Initially, it’s a phrase and piece of advice I’ve heard given to women and people of color over and over– take up space. Society so often tells us to silence ourselves, “shrink ourselves, to make ourselves smaller” space for others: take up that space. Put your arm on the armrest in the airplane. Insist that able-bodied men move to the side as you run down the sidewalk. Write your articles in your voice and ensure that your voice is heard in White-dominant spaces.
Take. Up. Space.
I know I’ve been trying to do that more. I’m a big believer in speaking with your ears, but I’ve been trying to do as much as I can to get involved in work that matters to me: fellowships and writing for organizations I believe in or just being involved. As Educolor founder Jose Vilson mentioned in his most recent piece: my experiences as an educator and as a woman of color needs to be taken seriously and valued by folks– myself included.
This weekend, though, I’ve also realized that access to my voice is a privilege not a right. I’m not saying I’m the be-all-end-all of human existence, but if I believe I am worthy of taking up physical/emotional/intellectual space, I think that also means that I get to unapologetically say that it is worth taking care of and protecting as well. Having to consistently speak up, especially around difficult topics, is emotionally taxing. Sometimes, “taking up space,” also means loving yourself enough to protect that space.
I don’t really know what that looks like yet.
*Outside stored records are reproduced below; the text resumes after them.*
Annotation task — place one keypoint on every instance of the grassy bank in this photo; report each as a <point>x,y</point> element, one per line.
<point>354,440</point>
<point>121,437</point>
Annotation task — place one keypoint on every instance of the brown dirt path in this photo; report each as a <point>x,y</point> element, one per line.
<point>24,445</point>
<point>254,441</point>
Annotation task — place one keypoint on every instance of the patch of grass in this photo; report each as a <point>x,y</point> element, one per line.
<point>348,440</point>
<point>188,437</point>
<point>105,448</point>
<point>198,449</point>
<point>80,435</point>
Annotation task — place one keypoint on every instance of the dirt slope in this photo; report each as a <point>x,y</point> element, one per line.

Most of it, I think, is self-care. There have been a few times this weekend where I was very tempted to jump in on conversations, often around ~Hollywood~. In spaces that are so clearly White and patriarchal, it feels mind-numbing to see those convos and not feel like any voice of reason will jump in.
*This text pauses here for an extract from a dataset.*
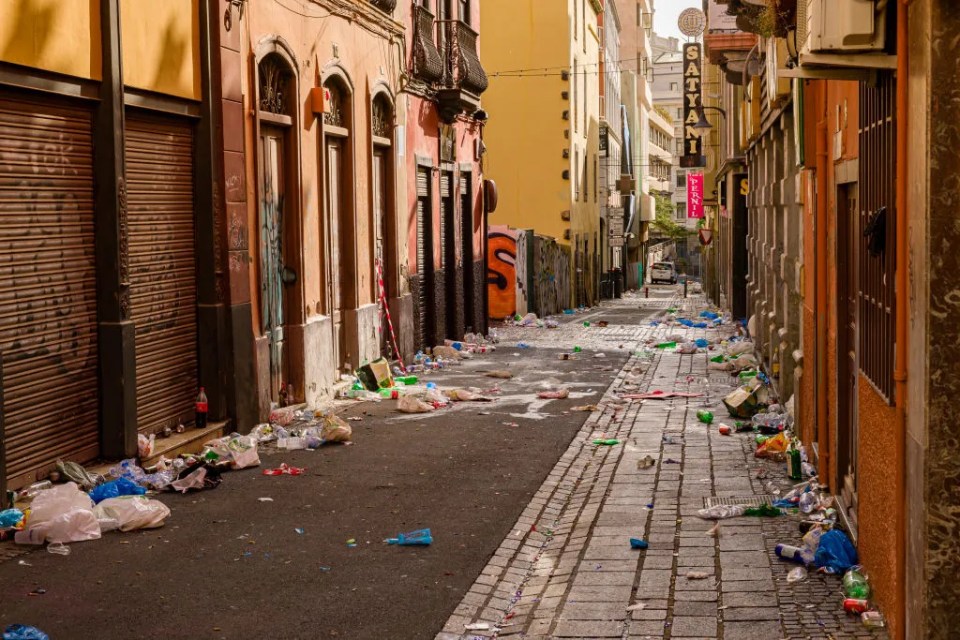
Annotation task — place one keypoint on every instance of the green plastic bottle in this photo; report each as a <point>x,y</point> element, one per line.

Funnily enough, I got some of that clarity from catching part of Mr. Holland’s Opus on TV last night (I know, not really straying from White-patriarchy, but alas). There’s a scene where he brings up something I struggle with a lot as a teacher– there’s always more you can be doing, but you run the risk of neglecting your own life and family (and visa versa). It’s immensely hard to find that balance, both with time and with emotional openness.
A lot of that, though, comes down to me. I may want to jump convos that make my blood boil, but sometimes, it’s important to just… let that go. Sometimes, it’s worth deciding that the people still debating those things may not be worth my time, voice, and thought right now. If my space is worth asserting, it’s also worth protecting too.